August 12, 2024 // Perspective
When Smartphones Make Gender Unbearable
By Brett Salkheld
The past 10 years have seen an unprecedented rise in people identifying as something other than their biological sex. Such a phenomenon seems to require an explanation. There are, of course, many factors at play, far more than can be investigated in one column. But surely it is significant that these increases become noticeable around the time when smartphones come onto the scene. And, as young people’s social lives have moved more and more online, cases of gender dysphoria and the adoption of novel gender identities has skyrocketed. What’s going on here?
Perhaps the most obvious issue is the content young people can access on the internet. Anyone who has tried researching such matters on YouTube knows the rabbit hole you can go down. YouTube is chock full of videos purporting to help young people identify their “true” gender identity. And once you’ve looked at one such video, the algorithm is going to show you more and more of them.
Reddit is another culprit here. In fact, one of the strongest predictors of opting for a new gender identity is time spent in certain Reddit subgroups. And we could go down the line: TikTok is increasingly prominent, and then there are things you’ve likely never heard of, but your kids have, like DeviantArt.
The content available on the internet is certainly a factor here. But there is more to it. The eminent Catholic communications theorist Marshall McLuhan’s most famous aphorism is “the medium is the message.” McLuhan learned this truth from the Incarnation. When God really wanted to get his message across, he chose the most intimate possible medium. The life, death, and resurrection of Jesus say more, and say it more powerfully, than any other medium ever could.
So, it makes sense for us to think about smartphones, and about the various social media platforms on them, as media whose messages are more than just the content they convey. As Pope Francis wrote in Laudato Si’, “technological products are not neutral, for they create a framework which ends up conditioning lifestyles and shaping social possibilities.”
One remarkable (if actually under-remarked) feature of a whole host of social media platforms is how they shape our experience of gender. Platforms such as Twitter and TikTok notoriously push boys toward things like political violence and girls toward things like eating disorders. In other words, their algorithms feed upon and amplify the kinds of fears and anxieties natural to any young person in an extremely gendered way and simultaneously make their experience of gender an experience of fear and anxiety.
Instagram has its own peculiar logic. The experience of curating one’s own appearance via filters can actually induce a kind of body dysmorphia when one looks in the mirror and does not recognize one’s own unfiltered face. The Canadian Broadcasting Corporation recently did a piece on young women trying to resolve this dysmorphia by getting surgery to look more like their filters. One acutely heartbreaking scene featured a young woman wanting to be rid of a rather ethnically particular nose next to her mother who, it was acknowledged out loud, had given her that nose.
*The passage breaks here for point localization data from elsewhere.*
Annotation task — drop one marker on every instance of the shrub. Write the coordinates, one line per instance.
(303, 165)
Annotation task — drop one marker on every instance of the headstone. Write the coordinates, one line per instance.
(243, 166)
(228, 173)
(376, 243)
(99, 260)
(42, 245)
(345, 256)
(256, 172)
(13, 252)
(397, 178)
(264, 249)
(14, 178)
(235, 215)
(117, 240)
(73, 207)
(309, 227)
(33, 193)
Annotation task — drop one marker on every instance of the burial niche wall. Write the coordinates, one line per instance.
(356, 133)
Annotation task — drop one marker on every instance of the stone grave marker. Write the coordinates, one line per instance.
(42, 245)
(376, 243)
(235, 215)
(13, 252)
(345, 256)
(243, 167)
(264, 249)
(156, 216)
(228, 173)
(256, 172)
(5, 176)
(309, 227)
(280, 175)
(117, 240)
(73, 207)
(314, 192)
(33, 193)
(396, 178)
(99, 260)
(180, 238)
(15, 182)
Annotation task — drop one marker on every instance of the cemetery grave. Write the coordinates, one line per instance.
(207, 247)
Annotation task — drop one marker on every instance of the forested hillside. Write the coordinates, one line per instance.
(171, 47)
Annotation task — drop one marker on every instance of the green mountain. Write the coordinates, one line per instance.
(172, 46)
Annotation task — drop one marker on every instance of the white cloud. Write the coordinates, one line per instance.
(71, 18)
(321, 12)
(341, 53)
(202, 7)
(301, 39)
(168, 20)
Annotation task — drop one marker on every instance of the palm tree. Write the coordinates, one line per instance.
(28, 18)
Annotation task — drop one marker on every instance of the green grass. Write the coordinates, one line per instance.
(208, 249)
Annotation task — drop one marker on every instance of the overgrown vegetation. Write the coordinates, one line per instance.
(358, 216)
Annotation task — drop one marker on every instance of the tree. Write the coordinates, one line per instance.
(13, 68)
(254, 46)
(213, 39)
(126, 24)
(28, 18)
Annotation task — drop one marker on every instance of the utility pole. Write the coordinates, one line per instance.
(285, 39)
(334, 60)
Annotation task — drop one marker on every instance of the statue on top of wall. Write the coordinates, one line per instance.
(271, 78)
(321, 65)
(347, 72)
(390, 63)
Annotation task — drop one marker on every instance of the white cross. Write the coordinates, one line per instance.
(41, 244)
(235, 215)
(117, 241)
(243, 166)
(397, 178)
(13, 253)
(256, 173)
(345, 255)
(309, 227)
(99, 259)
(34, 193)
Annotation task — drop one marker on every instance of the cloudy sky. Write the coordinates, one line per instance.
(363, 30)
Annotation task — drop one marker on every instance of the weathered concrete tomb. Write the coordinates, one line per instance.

Dating apps are also in play here. Apps such as Tinder produce dramatically different experiences for men and for women. The primary experience of Tinder for the vast majority of men is a constant stream of rejection. For women, it is a constant stream of creepy strangers. The upshot is at least cynicism about the opposite sex and about romantic prospects in general, and sometimes sentiments much stronger than cynicism.
We could go on. The point is that our experience of a whole suite of apps, many of which completely dominate people’s lives, is strongly correlated with a negative experience of gender. We should perhaps not be surprised, then, that the most common forms of novel gender identification are not boys identifying as girls or girls identifying as boys, but both boys and girls identifying as something else entirely. When masculinity and femininity are both completely compromised and unappealing, to be some version of “non-binary” can be a way of opting out of the whole sorry mess.
And then there are the phones themselves. The more we live on our phones, the less we live in our bodies. Our lives and relationships can become as two-dimensional as our screens. Sometimes our phones can seem like another appendage. It might be closer to the truth to say that we are becoming the appendages, our bodily existence a kind of inconvenient addendum to our real lives. In other words, even before we get to the content of the internet, or the (mal)formation done to us by social media, our phones themselves are a disembodying technology. It should perhaps not surprise us that people who don’t live in their bodies sometimes struggle to identify with those bodies.
The gender crisis impacting so many young people is, to a large degree, a crisis of embodiment. In such a complex crisis, there is no shortage of issues that demand attention. But if we ignore the role of our smartphones here, we are surely missing something critical.
Brett Salkeld, Ph.D., is a Catholic theologian, speaker, and author. He serves as archdiocesan theologian for the Archdiocese of Regina, Saskatchewan.